Overview
Binary hardening is a web security technique for analyzing or manipulating binary files to protect against exploits. Binary planting continues to persist as one of the most crippling types of attacks on applications. Even though its prevalence has declined, it has the potential to expose an entire infrastructure. There are a few different methods of binary hardening, each targeted at a different type of binary planting.
How Binary Hardening Works
- Buffer Overflow Protection
A buffer overflow occurs when a program exceeds a buffer’s boundaries while writing data, thus overwriting other memory locations. It’s caused by a binary attack on a program. The most common way to protect against this involves compiler-enforced protection, which implements canary values to change the organization of stack-allocated data. More information. - Binary Stirring
Applications often have static instruction addresses in their binary code. These static addresses are vulnerable to attack from a malicious binary file. Binary stirring protects against this by randomizing the instruction addresses every time the executable is launched. More information. - Pointer Masking
Many code injection attacks focus on modifying code pointers to gain access. Code pointer masking enforces “the correct semantics of code pointers” to protect an application. It does so without the use of canaries to change stack organization. More information.

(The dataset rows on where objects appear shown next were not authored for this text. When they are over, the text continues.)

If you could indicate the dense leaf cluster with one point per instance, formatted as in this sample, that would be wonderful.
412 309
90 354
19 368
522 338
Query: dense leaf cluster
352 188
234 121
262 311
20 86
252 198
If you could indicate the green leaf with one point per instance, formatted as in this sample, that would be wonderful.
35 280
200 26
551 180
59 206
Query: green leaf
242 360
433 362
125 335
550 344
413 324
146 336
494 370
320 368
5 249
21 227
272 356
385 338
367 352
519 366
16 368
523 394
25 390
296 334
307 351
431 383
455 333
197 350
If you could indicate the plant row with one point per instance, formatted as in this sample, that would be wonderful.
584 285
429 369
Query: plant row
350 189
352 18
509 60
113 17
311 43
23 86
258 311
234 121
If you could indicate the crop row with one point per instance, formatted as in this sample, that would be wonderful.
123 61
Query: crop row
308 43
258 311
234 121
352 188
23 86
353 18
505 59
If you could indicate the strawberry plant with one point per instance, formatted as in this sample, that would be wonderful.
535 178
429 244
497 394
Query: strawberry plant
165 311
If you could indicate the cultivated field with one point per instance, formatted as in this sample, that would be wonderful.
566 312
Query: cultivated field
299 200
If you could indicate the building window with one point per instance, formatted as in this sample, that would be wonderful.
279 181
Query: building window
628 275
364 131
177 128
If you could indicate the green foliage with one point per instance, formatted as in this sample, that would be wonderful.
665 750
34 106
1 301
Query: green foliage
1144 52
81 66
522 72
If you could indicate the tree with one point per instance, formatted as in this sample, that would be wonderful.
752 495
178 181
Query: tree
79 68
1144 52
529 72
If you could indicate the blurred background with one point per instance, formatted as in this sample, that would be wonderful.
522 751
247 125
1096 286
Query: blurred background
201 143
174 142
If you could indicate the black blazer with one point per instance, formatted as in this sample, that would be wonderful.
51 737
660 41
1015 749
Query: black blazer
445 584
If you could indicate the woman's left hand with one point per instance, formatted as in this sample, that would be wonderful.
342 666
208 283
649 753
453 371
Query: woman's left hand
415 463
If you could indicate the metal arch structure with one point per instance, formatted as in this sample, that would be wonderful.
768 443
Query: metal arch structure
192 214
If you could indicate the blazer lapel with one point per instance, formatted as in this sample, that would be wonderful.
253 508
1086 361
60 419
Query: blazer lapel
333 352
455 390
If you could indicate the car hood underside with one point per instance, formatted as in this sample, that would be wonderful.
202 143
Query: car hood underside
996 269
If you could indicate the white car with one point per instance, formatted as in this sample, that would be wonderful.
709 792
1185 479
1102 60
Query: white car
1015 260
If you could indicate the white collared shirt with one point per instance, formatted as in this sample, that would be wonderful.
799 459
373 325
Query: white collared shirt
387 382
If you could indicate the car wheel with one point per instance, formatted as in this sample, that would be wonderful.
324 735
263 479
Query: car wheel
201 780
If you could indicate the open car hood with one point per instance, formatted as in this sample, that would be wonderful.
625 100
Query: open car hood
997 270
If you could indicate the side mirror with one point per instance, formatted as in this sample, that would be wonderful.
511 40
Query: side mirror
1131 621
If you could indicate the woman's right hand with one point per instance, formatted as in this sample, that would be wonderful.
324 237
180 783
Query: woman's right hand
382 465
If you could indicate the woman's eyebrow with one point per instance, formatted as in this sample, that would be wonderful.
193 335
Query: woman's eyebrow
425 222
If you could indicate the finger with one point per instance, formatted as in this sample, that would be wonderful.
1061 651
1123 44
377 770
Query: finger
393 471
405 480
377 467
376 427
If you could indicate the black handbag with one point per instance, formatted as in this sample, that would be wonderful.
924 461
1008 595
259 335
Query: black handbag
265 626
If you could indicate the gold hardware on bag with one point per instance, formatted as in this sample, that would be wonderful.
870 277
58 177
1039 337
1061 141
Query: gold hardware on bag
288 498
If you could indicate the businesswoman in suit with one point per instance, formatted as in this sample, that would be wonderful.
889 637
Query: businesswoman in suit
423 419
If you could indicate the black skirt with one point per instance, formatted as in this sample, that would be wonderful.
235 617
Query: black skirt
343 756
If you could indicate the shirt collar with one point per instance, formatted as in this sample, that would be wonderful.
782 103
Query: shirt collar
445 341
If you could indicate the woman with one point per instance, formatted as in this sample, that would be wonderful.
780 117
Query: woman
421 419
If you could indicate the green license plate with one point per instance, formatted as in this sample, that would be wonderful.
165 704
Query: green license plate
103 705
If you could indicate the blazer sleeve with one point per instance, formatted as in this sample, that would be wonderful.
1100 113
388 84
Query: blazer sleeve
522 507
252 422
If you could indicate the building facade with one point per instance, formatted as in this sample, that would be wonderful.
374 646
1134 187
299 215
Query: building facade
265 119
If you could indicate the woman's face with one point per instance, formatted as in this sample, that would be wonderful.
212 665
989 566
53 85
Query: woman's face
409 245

Example of Binary Hardening
Binary planting commonly utilizes insecure access permissions. Suppose you install an application named MyApp on a system with multiple users. When prompted, the application installer creates a root directory and installs the application in C:MyApp. However in this instance, the installer failed to limit write access, allowing non-privileged users to access the directory.
Now a user with bad intent inserts a malicious binary file into C:MyApp. When you go to launch MyApp next, the application loads and executes the malicious file. The attack causes a buffer overflow and overwrites adjacent memory locations.
This problem can be avoided by utilizing buffer overflow protection. Using canary values with a compiler-enforced protection scheme, a type of “early warning system” is produced that disallows a buffer overflow. With this application protection in place, the system is safe from memory exploits corrupting data.
Conclusion
Binary planting continues to persist as one of the most dangerous attack types. These attacks can modify software native to the operating system, and even the operating system itself.
In 2010, there was a massive influx in binary planting, largely due to third party application DLL files. That same year Acros (whose parent company is Thermo Fisher Scientific) conducted a study concluding that there were over 500 exploitable bugs in around 200 commonly-used Windows applications. While new security updates in Windows 10 have largely corrected this misstep, binary hardening remains a crucial step in protecting an application and overall system.